The original Potters remained a mere memory in Lincoln until 2016, when the city, along with other entities, put money into revamping an outdated McBean Stadium that hadn’t seen renovations since the 1950s.
A revitalized ballpark and Lincoln’s interest in hosting a summer baseball team proved too lucrative of an opportunity for Lundgren’s camp to pass up. Then came the question – what would the team be called? But for Lundgren, the answer was a no-brainer.
“We’ve obviously adopted the name ‘Potters,’” Lundgren said. “We wanted to keep that tradition alive. We put in our logo,‘Established 1923.’ We’d like to pay homage to that. We still put the Gladding McBean patch on all of our uniforms, just like they did back in 1923.”
With a five-decade hiatus sandwiched between two iterations of the club, the Potters technically haven’t been around for 100 years.

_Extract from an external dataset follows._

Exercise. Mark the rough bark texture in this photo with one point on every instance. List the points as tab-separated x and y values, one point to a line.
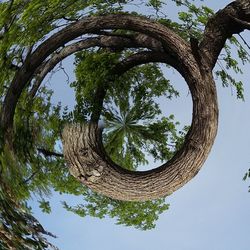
83	147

However, the celebration goes beyond just the team on the field. Look no further than the Lincoln community, which welcomed a new team in its city with open arms.
“When we started rebuilding everything at the end of 2016, it was very early on that we realized we were going to have the community’s support,” Lundgren said. “They came out, showed up and backed us from the beginning.”
Even with a strong base in Lincoln, Lundgren knew it was in the organization’s best interest to reach the surrounding communities. This proved a difficult task due to people in the area generally staying within their own towns. However, the fans in Lincoln helped “set the tone”, and all of Placer County soon became Potters Country.
“We just provided something that those communities didn’t have,” Lundgren said. “And once we got them out to the ballpark, you see the energy and the community coming together. So it’s really taken off and become a regional thing rather than just a Lincoln thing, which has been pretty cool.”
So what (and when) will this highly-anticipated 100th-year extravaganza be? According to Lundgren, the entire season will be one big celebration. The Potters will don a 100-year patch on their hats, and will hold other promotional events, such as giving away commemorative pins and a replica of McBean Stadium, throughout the summer.
Despite a milestone season just around the corner, the Potter’s main objectives remain player development and success on and off the field, with the hopes of winning the CCL State Championship. Last August, Lincoln hosted the West Coast World Series at McBean Stadium and went all the way, which is no minor feat. But Lundgren admits that earning the CCL Trophy would be even more special to his team and community.
“We want to win a championship,” Lundgren said. “You might think our sole care is how we do financially, which is super important. But we’re as competitive of a group as you can find, and we really want to bring a championship home to this community.”